Книга: Момент истины (В августе сорок четвертого)
Назад: 42. Подполковник Поляков
Дальше: 44. Таманцев

43. Алехин

Прежде всего я потребовал от Окулича предъявить все имеющиеся у него документы.
Став нетвердыми ногами на лавку, он достал с божницы из-за иконы и протянул мне два запыленных паспорта – свой и жены, – выданные в 1940 году Быховским районным отделением милиции.
– А другие документы?! Фотографии?.. Ваша партизанская медаль?
Он посмотрел на меня, как кролик на удава, потом, вяло переставляя ноги, проследовал в сенцы. Там он снял старое деревянное корыто и какие-то доски с темного полусгнившего ящика, до краев наполненного золой, не без усилия сунул в середку руку и вытащил с низа большую жестяную коробку.

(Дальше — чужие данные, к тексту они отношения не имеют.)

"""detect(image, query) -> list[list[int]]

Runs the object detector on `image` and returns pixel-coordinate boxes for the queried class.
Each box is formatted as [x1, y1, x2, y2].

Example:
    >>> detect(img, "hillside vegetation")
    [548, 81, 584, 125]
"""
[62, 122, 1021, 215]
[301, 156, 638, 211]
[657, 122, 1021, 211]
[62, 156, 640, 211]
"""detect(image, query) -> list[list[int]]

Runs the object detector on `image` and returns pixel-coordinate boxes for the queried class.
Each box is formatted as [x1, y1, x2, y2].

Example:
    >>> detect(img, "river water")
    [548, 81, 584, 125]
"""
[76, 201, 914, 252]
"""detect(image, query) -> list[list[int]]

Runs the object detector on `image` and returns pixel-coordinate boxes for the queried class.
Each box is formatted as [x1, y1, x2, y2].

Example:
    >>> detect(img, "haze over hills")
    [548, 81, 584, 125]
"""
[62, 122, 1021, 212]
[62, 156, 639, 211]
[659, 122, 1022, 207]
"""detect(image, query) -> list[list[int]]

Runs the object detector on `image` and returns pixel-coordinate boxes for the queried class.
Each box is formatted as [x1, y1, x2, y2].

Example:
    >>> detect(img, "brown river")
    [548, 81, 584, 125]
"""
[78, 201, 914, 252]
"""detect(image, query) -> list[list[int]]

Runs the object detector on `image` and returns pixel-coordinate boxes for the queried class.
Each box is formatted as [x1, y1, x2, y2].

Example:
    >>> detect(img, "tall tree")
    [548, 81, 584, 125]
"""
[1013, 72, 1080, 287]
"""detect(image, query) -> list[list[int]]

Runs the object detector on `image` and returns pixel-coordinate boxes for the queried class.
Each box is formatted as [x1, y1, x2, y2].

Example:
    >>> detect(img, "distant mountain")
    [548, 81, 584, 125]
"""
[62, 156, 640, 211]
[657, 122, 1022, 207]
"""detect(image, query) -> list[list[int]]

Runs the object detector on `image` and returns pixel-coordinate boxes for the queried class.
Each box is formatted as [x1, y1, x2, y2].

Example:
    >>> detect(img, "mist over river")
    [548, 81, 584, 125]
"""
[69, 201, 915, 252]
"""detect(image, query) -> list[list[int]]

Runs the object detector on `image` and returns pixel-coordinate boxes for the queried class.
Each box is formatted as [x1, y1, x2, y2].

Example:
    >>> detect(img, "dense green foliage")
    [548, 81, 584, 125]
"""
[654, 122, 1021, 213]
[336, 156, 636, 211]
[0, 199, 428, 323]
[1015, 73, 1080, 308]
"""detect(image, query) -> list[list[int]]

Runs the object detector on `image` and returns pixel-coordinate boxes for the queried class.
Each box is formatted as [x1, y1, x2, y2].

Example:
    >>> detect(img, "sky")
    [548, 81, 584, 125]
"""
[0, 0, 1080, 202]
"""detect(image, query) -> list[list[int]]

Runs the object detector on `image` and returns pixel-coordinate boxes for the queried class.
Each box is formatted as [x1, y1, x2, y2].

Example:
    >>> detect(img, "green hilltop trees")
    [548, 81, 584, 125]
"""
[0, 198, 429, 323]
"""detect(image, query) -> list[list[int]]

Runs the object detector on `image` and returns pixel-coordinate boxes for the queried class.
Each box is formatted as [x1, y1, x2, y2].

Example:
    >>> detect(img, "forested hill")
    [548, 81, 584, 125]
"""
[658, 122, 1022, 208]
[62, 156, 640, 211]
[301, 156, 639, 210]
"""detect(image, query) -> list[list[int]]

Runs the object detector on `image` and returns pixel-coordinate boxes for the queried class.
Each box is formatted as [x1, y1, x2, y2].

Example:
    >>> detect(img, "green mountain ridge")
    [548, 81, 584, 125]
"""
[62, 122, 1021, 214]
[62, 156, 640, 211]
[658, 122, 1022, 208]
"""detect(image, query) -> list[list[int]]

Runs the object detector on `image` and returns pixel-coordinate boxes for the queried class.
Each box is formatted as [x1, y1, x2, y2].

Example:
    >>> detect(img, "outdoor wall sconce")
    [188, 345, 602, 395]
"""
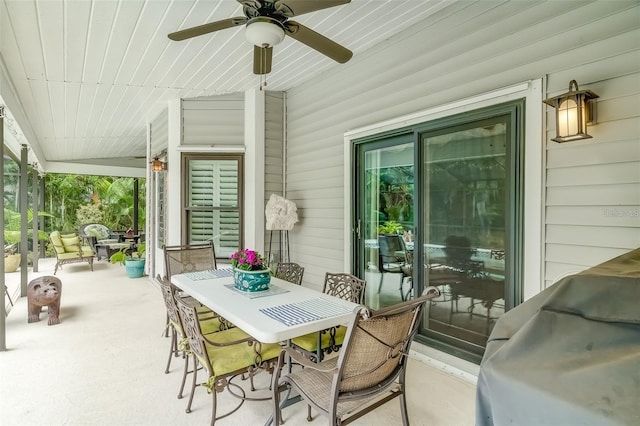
[151, 157, 167, 172]
[543, 80, 599, 142]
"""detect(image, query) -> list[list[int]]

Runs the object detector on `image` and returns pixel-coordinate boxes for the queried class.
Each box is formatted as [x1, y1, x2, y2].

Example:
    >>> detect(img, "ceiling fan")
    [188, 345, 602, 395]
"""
[169, 0, 353, 74]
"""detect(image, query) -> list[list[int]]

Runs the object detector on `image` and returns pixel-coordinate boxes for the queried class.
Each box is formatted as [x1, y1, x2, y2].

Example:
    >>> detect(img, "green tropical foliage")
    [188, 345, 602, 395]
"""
[4, 209, 51, 244]
[45, 173, 146, 231]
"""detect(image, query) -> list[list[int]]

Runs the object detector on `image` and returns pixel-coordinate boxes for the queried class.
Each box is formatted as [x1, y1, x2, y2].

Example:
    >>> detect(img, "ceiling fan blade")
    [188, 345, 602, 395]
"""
[168, 16, 247, 41]
[275, 0, 351, 18]
[253, 46, 273, 74]
[284, 21, 353, 64]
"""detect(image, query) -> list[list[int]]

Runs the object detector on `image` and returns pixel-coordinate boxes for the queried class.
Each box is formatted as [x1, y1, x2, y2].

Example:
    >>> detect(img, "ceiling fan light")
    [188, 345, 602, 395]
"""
[244, 17, 284, 47]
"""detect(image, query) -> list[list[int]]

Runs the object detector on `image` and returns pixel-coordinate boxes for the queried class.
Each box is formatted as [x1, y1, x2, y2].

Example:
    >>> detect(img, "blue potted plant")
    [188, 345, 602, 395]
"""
[231, 249, 271, 292]
[109, 243, 146, 278]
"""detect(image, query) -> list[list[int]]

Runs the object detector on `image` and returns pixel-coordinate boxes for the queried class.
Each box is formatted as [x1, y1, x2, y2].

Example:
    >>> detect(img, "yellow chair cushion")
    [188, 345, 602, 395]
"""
[291, 326, 347, 352]
[82, 246, 93, 257]
[60, 235, 80, 252]
[49, 231, 64, 254]
[199, 327, 282, 377]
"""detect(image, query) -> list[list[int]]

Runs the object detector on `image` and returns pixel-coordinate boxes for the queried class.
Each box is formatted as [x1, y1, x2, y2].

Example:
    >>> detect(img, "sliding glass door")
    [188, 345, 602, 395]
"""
[354, 102, 524, 361]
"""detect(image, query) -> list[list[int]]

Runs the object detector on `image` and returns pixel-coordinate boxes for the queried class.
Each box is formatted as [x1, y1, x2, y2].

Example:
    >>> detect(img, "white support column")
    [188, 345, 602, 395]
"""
[244, 90, 265, 252]
[165, 99, 182, 245]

В хате я открыл ее и разложил содержимое на столе. В коробке оказались:
медаль «Партизану Отечественной войны» второй степени и удостоверение к ней, полученные Окуличем неделю назад, о чем я знал;
немецкие оккупационные марки – пачка, перевязанная тесемкой;
десяток довоенных квитанций на сдачу молока, мяса и шерсти;
стопка фотографий Окулича, его жены и их родственников, в том числе двух его младших братьев в красноармейской форме;
четыре медицинские справки;
несколько облигаций государственных займов;
тоненькая пачка польских денег, ассигнации по сто злотых каждая;
две почетные грамоты, полученные Окуличем до войны за хорошую работу в Быховском райпромкомбинате.
Под грамотами на дне коробки я увидел знакомый мне листок плотной желтоватой бумаги, так называемый аусвайс, немецкое удостоверение личности, выданное Окуличу в октябре 1942 года начальником лидской городской полиции Бруттом.
– Зачем вы это храните? – указывая на пачку оккупационных марок и аусвайс, строго спросил я. – Думаете, немцы вернутся?
– Не.
– А тогда зачем?.. Я не потерплю от вас и слова неправды! Если соврете мне хоть в мелочи – пеняйте на себя!.. Прежде всего расскажите о тех двух офицерах, что позавчера заходили к вам. Кто они? Откуда вы их знаете?
Он посмотрел на меня с мученической покорностью и начал говорить.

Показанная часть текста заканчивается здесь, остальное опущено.